Pendidikan politik menjadi kunci dalam membentuk masyarakat yang kritis dan partisipatif. Program pendidikan politik yang terintegrasi dalam kurikulum sekolah dan program informasi masyarakat dapat membantu meningkatkan literasi politik dan kesadaran akan pentingnya pemahaman yang mendalam terhadap isu-isu politik yang relevan. Dengan demikian, masyarakat dapat lebih efektif berpartisipasi dalam proses demokratis.

Dalam konteks Indonesia yang kaya akan pluralitas budaya, perlindungan dan penghormatan terhadap hak-hak warga negara, termasuk kebebasan berekspresi dan berorganisasi, harus dijaga dengan cermat. Pemerintah dan masyarakat bersama-sama perlu bekerja untuk menciptakan iklim politik yang inklusif, di mana setiap suara didengar dan dihormati tanpa adanya diskriminasi.

Dengan memandang tantangan ini sebagai panggilan bersama, maka Indonesia dapat melangkah menuju demokrasi yang lebih matang dan berkelanjutan.
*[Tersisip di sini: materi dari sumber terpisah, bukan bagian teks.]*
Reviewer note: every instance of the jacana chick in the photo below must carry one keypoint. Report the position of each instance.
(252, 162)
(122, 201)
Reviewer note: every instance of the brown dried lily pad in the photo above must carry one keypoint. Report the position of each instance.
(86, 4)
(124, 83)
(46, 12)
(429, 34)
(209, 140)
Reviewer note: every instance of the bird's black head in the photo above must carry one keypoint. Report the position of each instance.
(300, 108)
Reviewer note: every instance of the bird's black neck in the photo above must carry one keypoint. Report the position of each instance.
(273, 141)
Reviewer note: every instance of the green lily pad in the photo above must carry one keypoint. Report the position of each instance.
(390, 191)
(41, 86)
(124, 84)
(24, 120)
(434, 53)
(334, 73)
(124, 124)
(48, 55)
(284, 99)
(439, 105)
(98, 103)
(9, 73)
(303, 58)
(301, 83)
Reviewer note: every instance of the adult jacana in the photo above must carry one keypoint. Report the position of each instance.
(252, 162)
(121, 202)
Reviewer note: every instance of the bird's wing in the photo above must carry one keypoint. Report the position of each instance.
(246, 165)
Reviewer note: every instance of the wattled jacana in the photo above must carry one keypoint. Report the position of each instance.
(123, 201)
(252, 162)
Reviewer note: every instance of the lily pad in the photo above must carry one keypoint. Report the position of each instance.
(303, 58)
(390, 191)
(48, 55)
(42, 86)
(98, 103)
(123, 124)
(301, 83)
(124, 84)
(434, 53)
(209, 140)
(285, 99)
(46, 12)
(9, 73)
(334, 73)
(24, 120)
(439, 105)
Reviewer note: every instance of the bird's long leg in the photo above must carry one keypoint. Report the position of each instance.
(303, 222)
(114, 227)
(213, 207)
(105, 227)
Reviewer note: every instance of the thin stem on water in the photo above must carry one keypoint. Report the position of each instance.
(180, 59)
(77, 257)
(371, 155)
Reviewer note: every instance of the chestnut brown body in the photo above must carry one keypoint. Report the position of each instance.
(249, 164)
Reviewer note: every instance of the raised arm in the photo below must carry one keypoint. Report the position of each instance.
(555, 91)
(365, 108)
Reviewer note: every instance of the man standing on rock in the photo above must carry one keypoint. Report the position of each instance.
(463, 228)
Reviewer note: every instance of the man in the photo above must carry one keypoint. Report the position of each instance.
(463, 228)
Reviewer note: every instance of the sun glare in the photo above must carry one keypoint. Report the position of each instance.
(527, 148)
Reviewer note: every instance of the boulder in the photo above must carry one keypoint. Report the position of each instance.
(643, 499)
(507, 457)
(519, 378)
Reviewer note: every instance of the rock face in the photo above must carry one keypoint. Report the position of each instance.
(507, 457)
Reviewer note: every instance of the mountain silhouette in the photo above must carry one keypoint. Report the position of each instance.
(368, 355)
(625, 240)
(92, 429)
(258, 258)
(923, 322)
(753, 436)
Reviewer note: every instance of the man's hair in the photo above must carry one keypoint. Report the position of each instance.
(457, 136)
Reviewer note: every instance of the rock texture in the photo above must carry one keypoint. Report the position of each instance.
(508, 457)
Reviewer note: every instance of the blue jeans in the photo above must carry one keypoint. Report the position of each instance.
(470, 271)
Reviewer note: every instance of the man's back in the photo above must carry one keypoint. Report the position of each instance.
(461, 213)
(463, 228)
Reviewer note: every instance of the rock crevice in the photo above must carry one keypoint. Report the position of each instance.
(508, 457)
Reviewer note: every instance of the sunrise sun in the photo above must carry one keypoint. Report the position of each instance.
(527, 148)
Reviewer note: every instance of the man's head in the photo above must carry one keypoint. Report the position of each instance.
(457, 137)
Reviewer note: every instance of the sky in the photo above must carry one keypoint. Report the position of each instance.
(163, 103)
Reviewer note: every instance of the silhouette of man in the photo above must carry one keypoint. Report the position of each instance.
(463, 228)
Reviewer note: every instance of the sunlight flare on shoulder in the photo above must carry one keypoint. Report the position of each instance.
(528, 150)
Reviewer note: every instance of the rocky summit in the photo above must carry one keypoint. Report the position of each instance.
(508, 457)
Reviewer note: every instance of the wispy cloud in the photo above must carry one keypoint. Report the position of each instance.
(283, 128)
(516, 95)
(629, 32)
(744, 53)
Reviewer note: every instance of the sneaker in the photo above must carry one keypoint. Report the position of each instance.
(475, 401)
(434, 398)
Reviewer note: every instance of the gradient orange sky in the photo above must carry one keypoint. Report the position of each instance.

Upaya kolaboratif antara pemerintah, partai politik, media massa, dan masyarakat dapat membentuk fondasi yang lebih solid untuk sistem politik yang responsif, adil, dan menjawab kebutuhan masyarakat dengan lebih baik.

Perkembangan demokrasi di Indonesia juga harus senantiasa mengakomodasi dinamika teknologi informasi yang cepat. Pemanfaatan media sosial sebagai saluran komunikasi politik masyarakat menunjukkan kebutuhan untuk regulasi yang cerdas guna mencegah penyebaran informasi palsu dan retorika yang dapat memecah belah masyarakat.

Oleh karena itu, perlu ada langkah-langkah konkret dalam melibatkan pihak berwenang, platform media sosial, dan masyarakat untuk memastikan transparansi dan akurasi informasi selama periode pemilihan. Mak pentingnya membangun kapasitas lembaga-lembaga pengawas pemilihan, seperti Komisi Pemilihan Umum (KPU) dan Badan Pengawas Pemilus (Bawaslu) – tidak tidak boleh diabaikan. Peningkatan kualitas dan independensi lembaga-lembaga ini akan memberikan keyakinan kepada masyarakat terkait integritas dan keadilan pemilihan. Masyarakat perlu didorong untuk lebih aktif dalam memantau dan melaporkan pelanggaran pemilu, sehingga dapat diambil tindakan yang cepat dan efektif.

(Prof. DR. Drs. Ermaya Suradinata, SH, MH, MSI, adalah mantan Dirjen Sospol Depdagri RI, Rektor IPDN, Gubernur Lemhannas RI, dan saat ini Dewan Pakar Bidang Geopolitik dan Geostrategi BPIP RI.)